Non loin de Tombouctou tombée sous le joug des extrémistes religieux, Kidane mène une vie simple et paisible dans les dunes, entouré de sa femme Satima, sa fille Toya et de Issan, son petit berger âgé de 12 ans. En ville, les habitants subissent, impuissants, le régime de terreur des djihadistes qui ont pris en otage leur foi. Fini la musique et les rires, les cigarettes et même le football… Les femmes sont devenues des ombres qui tentent de résister avec dignité. Des tribunaux improvisés rendent chaque jour leurs sentences absurdes et tragiques. Kidane et les siens semblent un temps épargnés par le chaos de Tombouctou. Mais leur destin bascule le jour où Kidane tue accidentellement Amadou le pêcheur qui s'en est pris à GPS, sa vache préférée. Il doit alors faire face aux nouvelles lois de ces occupants venus d’ailleurs…


A la lecture du synopsis, on aurait pu croire que ‘Timbuktu’ était un film choc sur l’extrémisme religieux. Au visionnage, on se rend compte qu’il n’en est rien et c’est peut-être le premier tour de force de ce film exceptionnel.

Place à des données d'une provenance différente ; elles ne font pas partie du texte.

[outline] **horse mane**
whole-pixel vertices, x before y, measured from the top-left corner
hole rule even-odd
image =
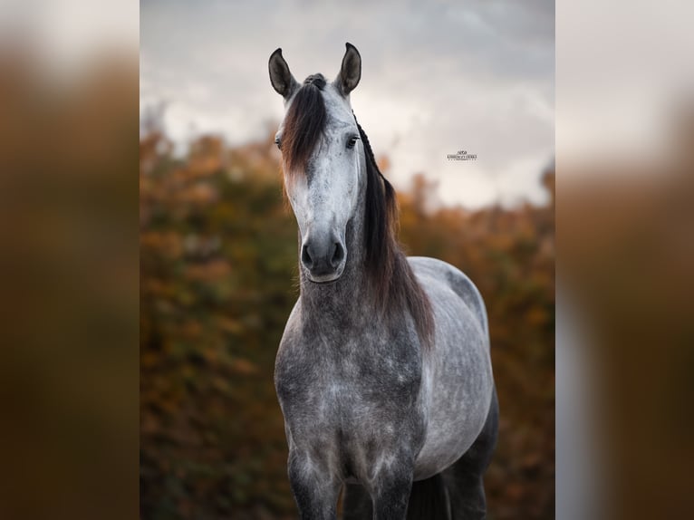
[[[365,269],[372,296],[386,314],[410,311],[419,341],[429,347],[434,336],[431,303],[398,244],[395,190],[381,173],[369,138],[356,116],[354,121],[366,152]]]
[[[288,174],[305,169],[316,144],[323,136],[328,116],[321,91],[323,74],[312,74],[294,94],[284,118],[282,132],[282,159]]]
[[[284,118],[282,158],[288,175],[305,170],[313,149],[325,130],[327,112],[321,91],[322,74],[306,78],[292,100]],[[431,303],[419,285],[398,240],[398,204],[395,190],[383,177],[373,157],[369,138],[357,121],[366,155],[366,200],[364,215],[364,268],[371,297],[385,316],[409,311],[419,341],[433,343],[434,318]]]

Loin de tout manichéisme, Abderrahmane Sissako montre le quotidien d’une ville sous l’emprise des djihadistes. Suivant certains personnages de cette ‘police religieuse’, le réalisateur révèle des hommes avant tout, parfois compatissants, souvent ignorants ou barbares. Cette approche est d’autant plus efficace qu’elle soulève encore plus de questionnements : Comment ces hommes si normaux peuvent en un instant se tourner vers les actes les plus barbares ?

Eclatant son récit en plusieurs séquences habilement connectées entre elles, le réalisateur montre l’état du monde dans ce coin reculé d’Afrique, où les hommes et les femmes se soumettent ou résistent.

Ambitieux dans la forme, ‘Timbuktu’ l’est encore plus dans sa réalisation et sa direction artistique. Abderrahmane Sissako livre un véritable poème, empreint d’une sensibilité et d’une poésie magnifiques. Les scènes sont belles et touchantes, à l’image de ce match de foot sans ballon, car interdit par le régime, ou la fuite d’un assassin traversant une rivière au soleil couchant.

‘Timbuktu’ ne cherche pas à choquer mais à dénoncer de la plus habile manière qui soit. Fort en symboles, le film s’attache à ses personnages sans jamais les juger, et compte sur l’intelligence du spectateur pour le faire s’insurger.

La construction du scénario, tel un film choral, est primordiale et montre de la meilleure manière l’emprise tentaculaire de cette ‘police islamiste’ à Tombouctou. La leçon de vie d’Abderrahmane Sissako est subtile et poétique, à l’image de cette femme folle, qui fait de sa folie une force et qui seule brave tous les interdits religieux et les forces en présence.

Il y a une véritable force et une volonté de fer qui se dégagent des images et des acteurs, à peine troublée par des séquences parfois un peu longues, et qui donnent à ‘Timbuktu’ sa véritable ampleur.

‘Timbuktu’ n’est pas la charge attendue mais une ode à la vie toute en subtilité et un magnifique chant d’insurrection contre l’extrémisme. Véritable œuvre cinématographique, parfois un peu longue, le film d’Abderrahmane Sissako est un très grand moment de cinéma. A voir absolument.